Realizado de 2 a 4 de setembro de 2024, o curso “Floresta de Saberes: A Diversidade de Existências e Territórios das Mulheres Indígenas” foi a segunda atividade do programa desenvolvido pelas três titulares indígenas e compreende os vídeos dois a sete da playlist. As seis aulas trazem um panorama da diversidade que permeia a existência e atuação das mulheres indígenas, de acordo com a coordenação da cátedra. Isso se refletiu na própria escolha dos temas e das 11 expositoras indígenas convidadas, elas também com formações e experiências diversas, assim como as três titulares.
O curso foi estruturado com temas transversais, entre os quais noções de território, machismo, racismo, tempo e maternidade. Por território, foi considerado tanto o espaço físico quanto o simbólico. Através das categorias machismo e racismo foram apontadas as especificidades vividas por mulheres indígenas neste enfrentamento. A matriz tempo contemplou críticas a projetos desenvolvimentistas, expropriação do meio ambiente, exploração da terra e exaustão psíquica. A partir da noção de maternidade, aconteceram reflexões sobre outras formas de cuidado e suporte.

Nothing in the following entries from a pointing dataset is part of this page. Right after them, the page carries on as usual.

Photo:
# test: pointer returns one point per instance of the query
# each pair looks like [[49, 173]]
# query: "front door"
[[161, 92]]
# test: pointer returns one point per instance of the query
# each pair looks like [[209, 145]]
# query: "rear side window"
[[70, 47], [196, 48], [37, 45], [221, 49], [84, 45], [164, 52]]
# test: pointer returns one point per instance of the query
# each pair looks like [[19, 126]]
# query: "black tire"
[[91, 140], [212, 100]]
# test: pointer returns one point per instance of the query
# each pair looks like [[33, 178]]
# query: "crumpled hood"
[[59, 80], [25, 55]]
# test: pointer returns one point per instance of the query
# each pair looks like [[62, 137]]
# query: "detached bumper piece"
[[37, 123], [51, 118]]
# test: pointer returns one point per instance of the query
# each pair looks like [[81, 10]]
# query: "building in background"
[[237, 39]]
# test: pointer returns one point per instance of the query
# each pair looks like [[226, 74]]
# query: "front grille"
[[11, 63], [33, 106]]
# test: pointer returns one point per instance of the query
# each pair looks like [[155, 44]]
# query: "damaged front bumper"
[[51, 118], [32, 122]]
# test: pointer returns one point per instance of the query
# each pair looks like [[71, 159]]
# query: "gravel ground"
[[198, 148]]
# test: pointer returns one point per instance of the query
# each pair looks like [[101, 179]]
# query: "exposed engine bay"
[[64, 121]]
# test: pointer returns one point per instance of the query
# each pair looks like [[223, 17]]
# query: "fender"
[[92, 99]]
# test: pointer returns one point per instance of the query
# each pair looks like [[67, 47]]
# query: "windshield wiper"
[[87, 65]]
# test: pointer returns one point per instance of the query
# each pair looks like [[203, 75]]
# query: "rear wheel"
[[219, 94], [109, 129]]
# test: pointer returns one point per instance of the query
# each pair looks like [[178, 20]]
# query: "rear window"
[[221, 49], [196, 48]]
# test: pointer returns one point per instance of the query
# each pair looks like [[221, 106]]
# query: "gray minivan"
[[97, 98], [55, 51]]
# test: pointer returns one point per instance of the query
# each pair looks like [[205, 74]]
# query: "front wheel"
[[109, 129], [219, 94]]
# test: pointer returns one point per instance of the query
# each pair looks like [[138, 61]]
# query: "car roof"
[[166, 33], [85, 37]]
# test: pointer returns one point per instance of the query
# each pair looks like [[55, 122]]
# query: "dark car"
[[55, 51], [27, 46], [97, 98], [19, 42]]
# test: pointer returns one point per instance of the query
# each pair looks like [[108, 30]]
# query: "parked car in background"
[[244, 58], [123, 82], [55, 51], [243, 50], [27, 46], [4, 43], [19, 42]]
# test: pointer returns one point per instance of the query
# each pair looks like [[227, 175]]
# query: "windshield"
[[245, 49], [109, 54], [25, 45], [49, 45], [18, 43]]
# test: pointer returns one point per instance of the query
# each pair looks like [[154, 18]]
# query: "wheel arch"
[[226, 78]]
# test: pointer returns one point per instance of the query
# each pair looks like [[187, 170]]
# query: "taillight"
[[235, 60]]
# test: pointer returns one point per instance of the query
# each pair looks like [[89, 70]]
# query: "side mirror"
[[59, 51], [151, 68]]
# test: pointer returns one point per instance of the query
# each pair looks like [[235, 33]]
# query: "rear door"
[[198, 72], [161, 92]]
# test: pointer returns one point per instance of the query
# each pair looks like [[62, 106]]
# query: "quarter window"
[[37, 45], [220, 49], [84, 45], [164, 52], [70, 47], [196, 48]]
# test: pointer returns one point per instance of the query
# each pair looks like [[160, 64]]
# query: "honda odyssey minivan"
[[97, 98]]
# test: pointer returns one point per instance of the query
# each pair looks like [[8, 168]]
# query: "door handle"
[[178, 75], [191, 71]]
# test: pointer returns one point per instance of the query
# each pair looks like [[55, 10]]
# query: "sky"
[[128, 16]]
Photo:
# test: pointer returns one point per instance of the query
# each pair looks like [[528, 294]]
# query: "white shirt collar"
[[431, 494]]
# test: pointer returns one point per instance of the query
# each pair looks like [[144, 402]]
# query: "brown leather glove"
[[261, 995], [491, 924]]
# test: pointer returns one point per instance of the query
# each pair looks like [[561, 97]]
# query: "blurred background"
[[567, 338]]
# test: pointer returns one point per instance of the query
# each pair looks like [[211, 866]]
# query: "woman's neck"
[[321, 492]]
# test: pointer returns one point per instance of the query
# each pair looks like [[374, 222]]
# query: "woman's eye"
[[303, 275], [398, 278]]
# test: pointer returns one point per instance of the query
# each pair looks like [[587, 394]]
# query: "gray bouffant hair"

- Participantes da Aula 1: nos destaques, as professoras convidadas Graça Graúna Potiguara (esq.) e Patrícia Pará Yxapy, que falaram por videoconferência; na Sala Alfredo Bosi, a catedrática Sandra Benites, Geni Núñez (moderadora) e as catedráticas Arissana Pataxó e Francy Baniwa
Ainda que as áreas abrangidas estejam há muito consolidadas na universidade, a especificidade do curso foi dar visibilidade ao “protagonismo indígena sobre estes debates, contribuindo para a ampliação de referências, de epistemologias e cosmogonias para além do eurocentrismo”, afirma a coordenação.
Mesmo voltado à atuação das mulheres indígenas, a organização do curso levou em consideração que a contribuição delas não se restringe ao debate de suas questões, uma vez que as preocupações políticas sempre envolvem seus povos como um todo. Diante disso, o curso objetivou contribuir não só para a visibilidade dos enfrentamentos e desafios vivenciados por mulheres indígenas em suas trajetórias, como também buscou dar visibilizar sobretudo às resistências por elas construídas.
Todas as aulas tiveram a mediação da psicóloga e ativista indígena guarani Geni Núñez e participação das titulares. Núñez também participou da coordenação do curso, ao lado de Martin Grossmann e Liliana Sousa e Silva, respectivamente coordenador acadêmico e coordenadora executiva da cátedra. O público priorizado foram indígenas e estudantes da USP (graduação e pós-graduação).

- A Aula 2 teve como professoras (a partir da esq.) a catedrática Sandra Benites, Catarina Tupi Guarani, Francy Baniwa, Beatriz Pankararu e (no destaque) Eliane Potiguara, que participou por videoconferência
Programa
Trançando as Artes: Mulheres Indígenas e suas Expressões Artísticas foi o título da Aula 1, que teve como professoras a catedrática Arissana Pataxó, Graça Graúna Potiguara, escritora e professora da Universidade de Pernambuco natural do Rio Grande do Norte, e Patrícia Para Yxapy, professora, roteirista, curadora e realizadora audiovisual indígena da etnia guarani mbyá nascida na Argentina e atualmente vivendo no Rio Grande do Sul. Graça falou sobre a falta de representatividade da arte e da cultura indígena na literatura e da importância da escrita para o resgate das tradições e da ancestralidade. Para Patrícia, o audiovisual é uma forma de resistência e registro da vida, pensamentos e costumes indígenas.
As duas apresentaram suas trajetórias nas diferentes expressões artísticas que as constituem. A diversidade de suas atividades reflete um fato comum nas artes indígenas: a não compartimentalização rígida, uma vez que diversas linguagens artísticas se encontram nos fazeres cotidianos, nos rituais, nos processos de plantio e colheita, no cuidado das crianças e dos mais velhos, afirma a coordenação.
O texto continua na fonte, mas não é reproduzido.